Ukraine under Catherine

Catherine the Great (reigned 176296) continued Peter’s work of imperial expansion. During her reign the empire expanded to the Black Sea in the south and the Vistula river in the west, taking over territory relinquished by two declining states, Poland and the Ottoman Empire. Russian military victories on land and sea forced the Sultan to agree to the Treaty of Kuc¨¸uk¨ Kaynarca early in 1774. The terms of this treaty gave Russia a foothold on the Black Sea (between the Dniester and Bug rivers); two decades later Russian rule extended over the entire northern Black Sea littoral from the Dniester eastward. This territory was sparsely populated and the government quickly put in place programmes to entice new settlers to what they called ‘New Russia’. On the site of a Turkish fort called Yeni Dunai (‘New World’) the city of Odessa was founded in 1794, soon to become one of the most ethnically mixed and cosmopolitan cities in the empire.

Partitions of Poland

Even more than the conquest of Ottoman territories, Catherine’s legacy has been marked by her participation in the dismemberment of Poland.
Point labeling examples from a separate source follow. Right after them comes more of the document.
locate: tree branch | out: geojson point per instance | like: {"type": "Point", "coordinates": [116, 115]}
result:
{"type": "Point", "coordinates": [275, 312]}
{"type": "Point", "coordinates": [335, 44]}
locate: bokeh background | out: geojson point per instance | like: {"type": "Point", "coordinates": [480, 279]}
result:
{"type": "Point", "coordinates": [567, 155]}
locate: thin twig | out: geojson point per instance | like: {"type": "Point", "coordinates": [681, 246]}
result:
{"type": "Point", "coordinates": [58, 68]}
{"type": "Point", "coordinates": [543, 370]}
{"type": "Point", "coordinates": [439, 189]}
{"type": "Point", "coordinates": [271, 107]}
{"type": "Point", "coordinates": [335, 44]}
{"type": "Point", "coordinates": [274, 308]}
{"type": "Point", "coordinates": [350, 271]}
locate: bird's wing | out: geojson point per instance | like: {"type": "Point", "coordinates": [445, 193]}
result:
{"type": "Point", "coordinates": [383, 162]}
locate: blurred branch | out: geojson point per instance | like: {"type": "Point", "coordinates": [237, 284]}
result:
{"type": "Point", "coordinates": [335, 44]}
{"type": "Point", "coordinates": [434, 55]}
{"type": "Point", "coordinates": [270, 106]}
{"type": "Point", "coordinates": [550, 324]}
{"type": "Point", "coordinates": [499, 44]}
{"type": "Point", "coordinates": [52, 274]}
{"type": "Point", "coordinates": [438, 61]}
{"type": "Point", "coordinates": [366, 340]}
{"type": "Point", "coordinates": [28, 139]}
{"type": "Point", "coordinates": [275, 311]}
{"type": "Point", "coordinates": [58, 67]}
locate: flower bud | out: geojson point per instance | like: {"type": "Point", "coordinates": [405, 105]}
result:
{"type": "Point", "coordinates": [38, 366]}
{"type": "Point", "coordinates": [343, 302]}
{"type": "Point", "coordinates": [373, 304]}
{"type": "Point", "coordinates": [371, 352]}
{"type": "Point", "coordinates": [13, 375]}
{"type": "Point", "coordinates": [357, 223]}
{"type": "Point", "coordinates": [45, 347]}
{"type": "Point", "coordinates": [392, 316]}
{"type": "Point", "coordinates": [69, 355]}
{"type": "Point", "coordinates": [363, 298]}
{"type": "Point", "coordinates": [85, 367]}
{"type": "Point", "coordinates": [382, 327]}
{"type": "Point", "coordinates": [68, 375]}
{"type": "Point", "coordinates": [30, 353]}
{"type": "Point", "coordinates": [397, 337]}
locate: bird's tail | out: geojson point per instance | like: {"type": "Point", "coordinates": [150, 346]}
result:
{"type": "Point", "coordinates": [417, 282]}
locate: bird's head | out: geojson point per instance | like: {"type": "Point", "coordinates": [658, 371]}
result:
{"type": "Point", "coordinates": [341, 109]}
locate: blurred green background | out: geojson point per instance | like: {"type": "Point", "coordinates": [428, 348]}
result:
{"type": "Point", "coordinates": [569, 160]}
For Poles, the German-born Russian empress represents a despised and much reviled figure. In his Books of the Polish Pilgrimage the national poet Adam Mickiewicz described her as ‘The most debauched of women, a shameless Venus proclaiming herself a pure virgin.’ Catherine did not initiate the actual partitions – that role belonged to King Frederick II (‘the Great’) of Prussia. But certainly Catherine did everything she could to contribute to the weakening of the Polish state which resulted in its ultimate demise in 1795. In the three partitions, Russia gained considerable territories in what is now Belarus, Ukraine and Lithuania. Unlike Prussia and Austria, Russia did not take over ethnically Polish territory in the partitions. However, in the vast eastern lands of the erstwhile Polish-Lithuanian Commonwealth, the nobility (szlachta to use the Polish term) was generally Polish by language and culture, and Catholic in religion. The peasantry was Lithuanian, Belarusian and Ukrainian by ethnicity, and Catholic, Orthodox or Uniate by religion. Thus, with the partitions, Russia took on not one, but several potential ‘national problems’, leaving aside for a moment the most troubling one of all: the Jewish question.